Mehtap son olarak şunları kaydetti: “Hükümet cezaevindeki tutsakları düşmanı olarak görüyor. O yüzden AİHM kararını umursamıyor. Katliam yapan bir insanı bırakabiliyor ama siyasi tutsakların anayasada var olan haklarını dahi tanımıyor. Bizler hem kurum çalışanları hem tutsak yakınları olarak cezaevlerinin durumuna ilişkin endişeliyiz. Biz açlık grevleri sürecinde de gördük. Hak ihlalleri daha da ağırlaşırsa tutsakların neler yapabildiğini gördük. Grevlerde tutsaklar canlarını ortaya koydu. Fedai eylemleri de gördük.
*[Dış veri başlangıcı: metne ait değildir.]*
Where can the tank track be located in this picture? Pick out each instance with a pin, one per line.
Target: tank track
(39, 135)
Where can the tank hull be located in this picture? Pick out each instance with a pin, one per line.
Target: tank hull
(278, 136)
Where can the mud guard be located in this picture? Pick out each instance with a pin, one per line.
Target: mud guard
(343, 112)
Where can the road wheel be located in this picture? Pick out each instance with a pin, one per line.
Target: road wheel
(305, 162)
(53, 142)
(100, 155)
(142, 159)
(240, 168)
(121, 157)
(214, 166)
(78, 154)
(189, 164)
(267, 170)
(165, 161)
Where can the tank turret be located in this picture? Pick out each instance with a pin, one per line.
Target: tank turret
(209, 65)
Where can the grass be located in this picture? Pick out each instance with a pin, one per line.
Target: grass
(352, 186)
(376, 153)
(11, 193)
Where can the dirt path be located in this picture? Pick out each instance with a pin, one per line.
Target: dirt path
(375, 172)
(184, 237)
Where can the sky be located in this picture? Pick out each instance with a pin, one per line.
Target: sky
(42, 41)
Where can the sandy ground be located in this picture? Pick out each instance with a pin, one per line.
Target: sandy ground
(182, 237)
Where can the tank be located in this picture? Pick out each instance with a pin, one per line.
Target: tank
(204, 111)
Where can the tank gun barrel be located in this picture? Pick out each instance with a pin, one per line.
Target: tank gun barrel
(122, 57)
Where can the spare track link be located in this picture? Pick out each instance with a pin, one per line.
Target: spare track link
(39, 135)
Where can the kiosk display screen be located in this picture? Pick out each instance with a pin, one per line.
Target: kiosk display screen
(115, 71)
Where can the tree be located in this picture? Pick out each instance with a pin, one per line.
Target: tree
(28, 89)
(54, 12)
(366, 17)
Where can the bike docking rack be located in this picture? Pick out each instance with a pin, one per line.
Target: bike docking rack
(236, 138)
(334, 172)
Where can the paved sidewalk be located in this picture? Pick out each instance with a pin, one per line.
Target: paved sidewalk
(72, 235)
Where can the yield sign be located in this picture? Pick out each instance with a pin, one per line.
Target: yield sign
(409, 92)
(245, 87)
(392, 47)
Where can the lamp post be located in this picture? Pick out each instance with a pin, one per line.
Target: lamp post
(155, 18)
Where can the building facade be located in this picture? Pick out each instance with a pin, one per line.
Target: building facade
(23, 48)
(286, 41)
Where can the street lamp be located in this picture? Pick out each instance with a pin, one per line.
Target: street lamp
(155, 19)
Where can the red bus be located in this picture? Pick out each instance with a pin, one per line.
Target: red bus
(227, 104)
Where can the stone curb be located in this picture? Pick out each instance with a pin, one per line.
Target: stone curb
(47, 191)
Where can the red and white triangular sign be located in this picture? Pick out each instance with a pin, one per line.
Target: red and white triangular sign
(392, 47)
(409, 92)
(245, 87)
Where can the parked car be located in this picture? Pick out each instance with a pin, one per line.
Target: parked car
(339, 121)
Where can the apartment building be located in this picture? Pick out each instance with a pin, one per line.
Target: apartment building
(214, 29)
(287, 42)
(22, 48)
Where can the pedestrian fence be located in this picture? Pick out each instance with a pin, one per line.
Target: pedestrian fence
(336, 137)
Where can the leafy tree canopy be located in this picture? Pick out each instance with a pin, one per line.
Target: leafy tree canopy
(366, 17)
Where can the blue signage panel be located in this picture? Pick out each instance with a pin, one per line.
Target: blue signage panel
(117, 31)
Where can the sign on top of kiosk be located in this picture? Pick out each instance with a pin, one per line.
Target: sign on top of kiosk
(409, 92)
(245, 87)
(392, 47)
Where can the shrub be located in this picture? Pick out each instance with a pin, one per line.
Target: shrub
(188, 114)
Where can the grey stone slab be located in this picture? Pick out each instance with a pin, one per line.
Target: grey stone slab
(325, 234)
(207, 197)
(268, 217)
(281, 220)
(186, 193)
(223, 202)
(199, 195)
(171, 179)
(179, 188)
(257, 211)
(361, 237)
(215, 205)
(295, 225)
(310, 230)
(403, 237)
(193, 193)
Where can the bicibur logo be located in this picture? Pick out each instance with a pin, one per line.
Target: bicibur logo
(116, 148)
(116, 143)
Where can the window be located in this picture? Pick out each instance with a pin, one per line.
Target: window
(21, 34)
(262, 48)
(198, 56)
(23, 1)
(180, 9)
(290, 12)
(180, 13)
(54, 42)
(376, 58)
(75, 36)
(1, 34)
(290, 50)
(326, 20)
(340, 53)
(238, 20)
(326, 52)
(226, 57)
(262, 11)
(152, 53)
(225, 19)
Gündemleşmediği taktirde tutsakların can güvenliği yoktur. Hükümetten iyi bir şey yapmalarını beklemek abes olur. Daha da  yükselen bir şiddet var. Geç olmadan kamuoyu oluşmalı. Bu yalnızca dernekler üzerinden olabilecek bir şey değil. Ailelerin, kurumların, avukatların, baronun ve tüm sivil toplum örgütlerinin cezaevlerine dönük duyarlılıklarını arttırması gerekiyor.”